The U.S. Department of Energy (DOE) announced the launch of the SEED Collaborative, a strategic effort to help cities and states manage building energy performance data and identify opportunities for efficiency improvements in their jurisdictions. Through a three-year partnership, a select group of cities and states will receive technical assistance, participate in peer exchange, and provide input on future development of DOE’s Standard Energy Efficiency Data (SEED) Platform™, a resource in the Better Buildings toolkit.
The open source software application fills a market need for data-driven energy efficiency program design and implementation, allowing cities and states to combine, manage, and analyze information for large groups of buildings. Managing data from different sources across large portfolios of buildings typically can be costly and time consuming for jurisdictions with limited time and resources. Cities are spending hundreds of thousands of dollars a year and hiring new employees just to manage these efforts. “There is an unprecedented amount of new data as cities and states, across the country, help building owners better understand opportunities for energy savings,” said Dr. Kathleen Hogan, deputy assistant secretary for energy efficiency. “The SEED Collaborative will help cities and states leverage this data to unlock barriers and unleash innovative market solutions that will save energy and money, and grow businesses in their communities.”
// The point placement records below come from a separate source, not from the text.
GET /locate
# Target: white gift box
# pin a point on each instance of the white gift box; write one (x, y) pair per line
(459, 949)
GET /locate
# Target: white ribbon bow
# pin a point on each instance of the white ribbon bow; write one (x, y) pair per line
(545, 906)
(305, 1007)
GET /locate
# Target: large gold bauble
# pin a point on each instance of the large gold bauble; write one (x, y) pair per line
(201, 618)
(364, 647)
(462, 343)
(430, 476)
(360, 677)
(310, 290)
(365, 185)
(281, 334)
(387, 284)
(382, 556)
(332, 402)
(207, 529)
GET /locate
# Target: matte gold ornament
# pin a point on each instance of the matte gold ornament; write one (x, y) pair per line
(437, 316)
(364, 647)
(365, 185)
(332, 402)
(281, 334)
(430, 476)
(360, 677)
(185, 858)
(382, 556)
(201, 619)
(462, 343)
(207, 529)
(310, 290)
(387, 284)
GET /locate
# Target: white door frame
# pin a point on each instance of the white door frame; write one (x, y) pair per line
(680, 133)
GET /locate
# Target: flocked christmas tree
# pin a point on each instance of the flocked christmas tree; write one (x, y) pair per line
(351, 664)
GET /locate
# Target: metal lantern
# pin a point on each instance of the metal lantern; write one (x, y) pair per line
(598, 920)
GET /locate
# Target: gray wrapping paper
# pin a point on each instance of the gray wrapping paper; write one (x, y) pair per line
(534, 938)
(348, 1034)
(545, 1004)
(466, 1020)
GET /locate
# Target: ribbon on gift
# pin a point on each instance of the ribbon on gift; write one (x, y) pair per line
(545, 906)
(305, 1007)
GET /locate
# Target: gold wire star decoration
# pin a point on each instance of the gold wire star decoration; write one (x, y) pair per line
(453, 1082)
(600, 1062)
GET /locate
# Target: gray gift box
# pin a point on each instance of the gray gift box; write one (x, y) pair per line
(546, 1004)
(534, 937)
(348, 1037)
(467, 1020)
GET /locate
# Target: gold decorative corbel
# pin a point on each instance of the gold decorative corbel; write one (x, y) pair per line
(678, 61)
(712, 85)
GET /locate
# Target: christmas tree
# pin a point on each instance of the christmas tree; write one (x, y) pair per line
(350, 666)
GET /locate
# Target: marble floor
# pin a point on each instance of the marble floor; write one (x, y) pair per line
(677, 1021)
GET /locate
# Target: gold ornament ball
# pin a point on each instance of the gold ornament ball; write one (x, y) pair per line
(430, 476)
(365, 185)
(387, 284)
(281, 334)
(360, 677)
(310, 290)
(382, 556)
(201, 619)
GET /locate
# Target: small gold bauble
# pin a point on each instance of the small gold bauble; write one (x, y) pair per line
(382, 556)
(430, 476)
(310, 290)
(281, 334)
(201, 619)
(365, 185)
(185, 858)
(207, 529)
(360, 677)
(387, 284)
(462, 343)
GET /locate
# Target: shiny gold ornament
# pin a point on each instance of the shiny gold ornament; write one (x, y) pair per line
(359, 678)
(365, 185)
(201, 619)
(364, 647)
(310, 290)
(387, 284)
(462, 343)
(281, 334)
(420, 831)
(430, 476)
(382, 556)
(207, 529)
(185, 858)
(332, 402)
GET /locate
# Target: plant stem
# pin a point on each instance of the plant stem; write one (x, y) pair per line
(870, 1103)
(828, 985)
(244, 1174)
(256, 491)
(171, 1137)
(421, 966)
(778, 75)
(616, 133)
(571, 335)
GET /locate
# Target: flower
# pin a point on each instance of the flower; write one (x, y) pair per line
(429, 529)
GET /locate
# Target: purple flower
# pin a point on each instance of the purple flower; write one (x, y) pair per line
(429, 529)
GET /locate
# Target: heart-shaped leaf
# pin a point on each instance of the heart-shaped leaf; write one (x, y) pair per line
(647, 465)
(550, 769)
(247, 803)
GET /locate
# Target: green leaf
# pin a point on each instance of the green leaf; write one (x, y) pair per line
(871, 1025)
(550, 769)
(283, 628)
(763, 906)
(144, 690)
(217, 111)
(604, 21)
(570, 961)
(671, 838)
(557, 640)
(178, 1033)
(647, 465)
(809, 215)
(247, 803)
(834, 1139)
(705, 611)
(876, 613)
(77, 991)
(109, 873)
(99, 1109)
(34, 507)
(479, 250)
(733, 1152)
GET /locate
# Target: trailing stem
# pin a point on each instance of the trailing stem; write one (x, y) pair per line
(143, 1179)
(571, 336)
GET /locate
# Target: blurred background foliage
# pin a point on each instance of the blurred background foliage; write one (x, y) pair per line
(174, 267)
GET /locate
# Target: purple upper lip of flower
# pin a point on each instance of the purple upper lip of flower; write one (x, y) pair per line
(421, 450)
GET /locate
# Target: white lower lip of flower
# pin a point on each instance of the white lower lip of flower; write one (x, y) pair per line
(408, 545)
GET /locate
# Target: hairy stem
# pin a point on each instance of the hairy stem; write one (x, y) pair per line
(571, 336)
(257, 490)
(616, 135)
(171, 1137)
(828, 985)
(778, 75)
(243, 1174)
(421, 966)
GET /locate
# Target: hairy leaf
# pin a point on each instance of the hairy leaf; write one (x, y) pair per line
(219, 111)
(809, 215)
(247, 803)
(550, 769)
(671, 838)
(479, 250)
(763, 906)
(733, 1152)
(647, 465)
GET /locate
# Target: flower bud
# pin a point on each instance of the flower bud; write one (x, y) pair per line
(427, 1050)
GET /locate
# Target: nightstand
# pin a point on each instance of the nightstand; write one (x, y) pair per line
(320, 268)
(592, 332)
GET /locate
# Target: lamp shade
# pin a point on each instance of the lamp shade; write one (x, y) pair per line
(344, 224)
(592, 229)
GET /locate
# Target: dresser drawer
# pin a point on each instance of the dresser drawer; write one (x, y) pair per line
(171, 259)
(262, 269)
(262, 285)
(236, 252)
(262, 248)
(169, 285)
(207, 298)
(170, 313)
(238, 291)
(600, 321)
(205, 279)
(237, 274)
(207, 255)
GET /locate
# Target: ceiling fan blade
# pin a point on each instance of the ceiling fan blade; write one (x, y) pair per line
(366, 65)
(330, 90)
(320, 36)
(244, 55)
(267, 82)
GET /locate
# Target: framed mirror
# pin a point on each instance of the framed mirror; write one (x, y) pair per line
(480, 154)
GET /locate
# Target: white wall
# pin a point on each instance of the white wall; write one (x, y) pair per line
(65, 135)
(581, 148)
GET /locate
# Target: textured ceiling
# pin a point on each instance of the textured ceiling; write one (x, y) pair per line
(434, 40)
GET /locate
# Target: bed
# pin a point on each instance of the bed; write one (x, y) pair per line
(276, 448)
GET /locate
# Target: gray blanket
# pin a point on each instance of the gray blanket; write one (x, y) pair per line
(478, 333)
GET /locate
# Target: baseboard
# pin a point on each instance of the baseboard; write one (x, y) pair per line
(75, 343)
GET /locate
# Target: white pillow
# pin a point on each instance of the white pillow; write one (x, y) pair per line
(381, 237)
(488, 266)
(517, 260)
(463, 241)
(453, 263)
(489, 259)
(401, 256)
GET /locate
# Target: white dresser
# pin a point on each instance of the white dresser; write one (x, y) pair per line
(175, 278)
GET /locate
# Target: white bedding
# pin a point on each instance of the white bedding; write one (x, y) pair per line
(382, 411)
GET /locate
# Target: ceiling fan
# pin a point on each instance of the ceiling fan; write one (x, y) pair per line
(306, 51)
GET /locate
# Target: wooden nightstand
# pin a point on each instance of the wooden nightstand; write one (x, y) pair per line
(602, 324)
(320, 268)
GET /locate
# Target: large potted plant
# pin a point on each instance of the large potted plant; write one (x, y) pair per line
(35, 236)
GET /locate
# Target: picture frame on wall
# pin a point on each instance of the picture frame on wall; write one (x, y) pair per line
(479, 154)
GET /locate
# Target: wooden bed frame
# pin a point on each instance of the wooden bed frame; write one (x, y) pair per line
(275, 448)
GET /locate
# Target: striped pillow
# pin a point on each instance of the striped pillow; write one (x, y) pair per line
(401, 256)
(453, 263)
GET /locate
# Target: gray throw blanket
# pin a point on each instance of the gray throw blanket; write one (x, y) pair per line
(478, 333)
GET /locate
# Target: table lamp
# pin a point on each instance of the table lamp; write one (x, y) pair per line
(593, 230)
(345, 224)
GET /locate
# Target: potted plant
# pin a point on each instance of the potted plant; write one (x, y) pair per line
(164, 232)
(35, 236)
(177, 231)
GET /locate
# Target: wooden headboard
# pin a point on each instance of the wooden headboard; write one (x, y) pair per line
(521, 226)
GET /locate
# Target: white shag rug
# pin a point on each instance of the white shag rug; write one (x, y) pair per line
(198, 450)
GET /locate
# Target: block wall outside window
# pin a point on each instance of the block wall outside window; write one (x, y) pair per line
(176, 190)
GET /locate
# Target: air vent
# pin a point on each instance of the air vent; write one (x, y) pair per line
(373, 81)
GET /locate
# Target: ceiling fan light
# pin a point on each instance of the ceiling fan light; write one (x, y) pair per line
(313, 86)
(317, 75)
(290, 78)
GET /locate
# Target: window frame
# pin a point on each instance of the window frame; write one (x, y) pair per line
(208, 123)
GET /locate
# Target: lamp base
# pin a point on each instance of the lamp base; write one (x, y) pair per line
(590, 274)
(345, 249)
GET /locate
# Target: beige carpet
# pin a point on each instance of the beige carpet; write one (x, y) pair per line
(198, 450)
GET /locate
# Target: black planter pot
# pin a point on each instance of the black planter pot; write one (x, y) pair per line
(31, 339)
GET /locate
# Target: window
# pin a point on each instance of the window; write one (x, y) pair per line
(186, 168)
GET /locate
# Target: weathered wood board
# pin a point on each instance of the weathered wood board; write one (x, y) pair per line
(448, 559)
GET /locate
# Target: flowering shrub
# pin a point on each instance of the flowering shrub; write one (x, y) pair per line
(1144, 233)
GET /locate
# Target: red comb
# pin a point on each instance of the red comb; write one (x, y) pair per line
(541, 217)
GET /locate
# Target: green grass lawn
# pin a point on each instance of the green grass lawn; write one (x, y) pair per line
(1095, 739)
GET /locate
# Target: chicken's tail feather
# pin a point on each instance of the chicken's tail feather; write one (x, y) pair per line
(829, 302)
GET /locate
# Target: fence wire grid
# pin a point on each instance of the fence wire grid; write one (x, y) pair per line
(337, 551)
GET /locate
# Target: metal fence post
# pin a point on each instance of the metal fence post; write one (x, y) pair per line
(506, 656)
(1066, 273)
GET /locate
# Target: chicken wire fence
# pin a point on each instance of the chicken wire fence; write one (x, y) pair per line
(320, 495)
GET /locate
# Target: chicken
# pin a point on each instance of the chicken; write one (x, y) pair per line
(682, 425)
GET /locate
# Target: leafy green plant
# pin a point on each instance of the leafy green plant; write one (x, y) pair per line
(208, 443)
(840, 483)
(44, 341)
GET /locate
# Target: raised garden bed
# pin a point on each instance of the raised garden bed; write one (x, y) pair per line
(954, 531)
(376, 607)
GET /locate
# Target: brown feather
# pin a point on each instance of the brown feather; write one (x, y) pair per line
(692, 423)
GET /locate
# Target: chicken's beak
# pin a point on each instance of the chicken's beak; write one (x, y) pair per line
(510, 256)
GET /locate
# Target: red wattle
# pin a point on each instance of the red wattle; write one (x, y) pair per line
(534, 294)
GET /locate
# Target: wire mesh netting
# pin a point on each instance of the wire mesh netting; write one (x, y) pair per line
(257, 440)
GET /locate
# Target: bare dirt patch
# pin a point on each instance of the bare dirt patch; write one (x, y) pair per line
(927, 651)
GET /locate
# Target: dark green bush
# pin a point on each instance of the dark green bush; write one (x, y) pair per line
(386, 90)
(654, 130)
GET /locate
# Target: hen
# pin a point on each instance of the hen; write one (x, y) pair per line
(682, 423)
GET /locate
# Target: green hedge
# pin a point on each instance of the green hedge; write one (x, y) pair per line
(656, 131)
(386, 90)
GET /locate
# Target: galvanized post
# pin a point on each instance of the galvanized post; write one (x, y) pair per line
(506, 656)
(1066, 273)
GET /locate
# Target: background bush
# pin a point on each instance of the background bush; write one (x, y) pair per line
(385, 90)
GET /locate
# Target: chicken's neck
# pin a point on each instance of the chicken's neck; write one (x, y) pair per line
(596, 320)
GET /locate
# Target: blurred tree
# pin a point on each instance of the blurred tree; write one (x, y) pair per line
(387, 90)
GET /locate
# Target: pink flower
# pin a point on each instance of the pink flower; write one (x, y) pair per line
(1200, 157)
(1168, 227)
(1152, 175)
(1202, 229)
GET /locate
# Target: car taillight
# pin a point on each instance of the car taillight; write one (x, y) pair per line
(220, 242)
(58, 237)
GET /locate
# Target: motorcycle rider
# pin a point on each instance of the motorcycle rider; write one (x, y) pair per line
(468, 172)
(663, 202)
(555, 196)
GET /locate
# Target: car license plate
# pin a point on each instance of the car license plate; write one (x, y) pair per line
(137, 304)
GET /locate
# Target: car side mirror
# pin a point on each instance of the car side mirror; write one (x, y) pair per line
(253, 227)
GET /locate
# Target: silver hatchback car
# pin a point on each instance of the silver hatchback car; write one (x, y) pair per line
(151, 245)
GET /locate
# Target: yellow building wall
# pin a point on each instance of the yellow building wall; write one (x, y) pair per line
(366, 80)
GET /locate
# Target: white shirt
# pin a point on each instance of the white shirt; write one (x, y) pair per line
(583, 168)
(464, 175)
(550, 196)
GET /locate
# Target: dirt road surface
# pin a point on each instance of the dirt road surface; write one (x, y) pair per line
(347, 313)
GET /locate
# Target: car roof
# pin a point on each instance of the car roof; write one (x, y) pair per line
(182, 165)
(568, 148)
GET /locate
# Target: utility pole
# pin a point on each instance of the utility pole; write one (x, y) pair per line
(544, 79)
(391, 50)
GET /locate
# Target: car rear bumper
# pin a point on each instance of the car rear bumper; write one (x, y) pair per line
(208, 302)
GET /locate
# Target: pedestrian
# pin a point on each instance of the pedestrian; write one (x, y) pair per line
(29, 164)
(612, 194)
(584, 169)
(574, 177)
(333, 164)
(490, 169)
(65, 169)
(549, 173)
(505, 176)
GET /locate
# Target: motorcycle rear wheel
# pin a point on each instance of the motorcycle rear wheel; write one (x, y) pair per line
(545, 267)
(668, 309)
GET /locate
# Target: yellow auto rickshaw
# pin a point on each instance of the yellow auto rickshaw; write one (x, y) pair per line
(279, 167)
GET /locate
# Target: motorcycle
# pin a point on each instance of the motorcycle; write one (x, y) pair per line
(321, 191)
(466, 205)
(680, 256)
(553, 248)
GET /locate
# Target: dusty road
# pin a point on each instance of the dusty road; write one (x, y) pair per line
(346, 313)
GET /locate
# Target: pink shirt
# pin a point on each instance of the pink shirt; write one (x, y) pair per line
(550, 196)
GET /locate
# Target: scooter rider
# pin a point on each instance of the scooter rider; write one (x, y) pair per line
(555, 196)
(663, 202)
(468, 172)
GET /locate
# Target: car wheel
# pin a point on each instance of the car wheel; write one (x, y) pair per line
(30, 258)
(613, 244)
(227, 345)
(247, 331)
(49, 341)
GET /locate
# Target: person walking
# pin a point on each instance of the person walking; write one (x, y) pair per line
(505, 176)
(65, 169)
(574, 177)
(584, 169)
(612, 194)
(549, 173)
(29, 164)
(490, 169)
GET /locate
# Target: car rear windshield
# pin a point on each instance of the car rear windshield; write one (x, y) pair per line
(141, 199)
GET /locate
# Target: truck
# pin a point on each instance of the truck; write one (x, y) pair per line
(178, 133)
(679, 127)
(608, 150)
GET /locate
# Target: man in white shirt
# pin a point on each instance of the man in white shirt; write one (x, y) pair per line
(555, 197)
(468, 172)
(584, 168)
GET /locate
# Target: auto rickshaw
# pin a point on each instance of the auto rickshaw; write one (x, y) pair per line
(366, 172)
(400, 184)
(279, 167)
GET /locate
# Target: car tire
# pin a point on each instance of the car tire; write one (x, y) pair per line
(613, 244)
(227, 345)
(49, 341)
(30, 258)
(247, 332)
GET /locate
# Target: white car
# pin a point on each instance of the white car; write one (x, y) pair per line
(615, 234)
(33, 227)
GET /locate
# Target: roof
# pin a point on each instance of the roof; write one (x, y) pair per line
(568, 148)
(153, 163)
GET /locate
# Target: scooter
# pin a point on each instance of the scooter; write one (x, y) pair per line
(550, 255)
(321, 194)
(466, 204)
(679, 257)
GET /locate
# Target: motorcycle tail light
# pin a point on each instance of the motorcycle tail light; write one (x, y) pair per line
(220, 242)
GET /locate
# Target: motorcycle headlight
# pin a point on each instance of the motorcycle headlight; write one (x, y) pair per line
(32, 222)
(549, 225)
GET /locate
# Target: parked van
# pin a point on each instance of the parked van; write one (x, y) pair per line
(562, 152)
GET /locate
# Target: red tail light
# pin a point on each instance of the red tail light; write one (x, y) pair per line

The National League of Cities, the Natural Resources Defense Council, the Institute for Market Transformation, and the National Association of State Energy Officials will partner with DOE on the collaborative to help promote program goals, activities, and lessons learned. Additionally, interested companies can use the software application to develop new SEED-based products and services for cities and states, as well as utilities and building owners. The SEED Collaborative is expected to help create a community of first-movers that will demonstrate the importance of easily accessible data in driving building energy efficiency and help these jurisdictions save money. Cities and states chosen to participate in the initiative will be announced early next year.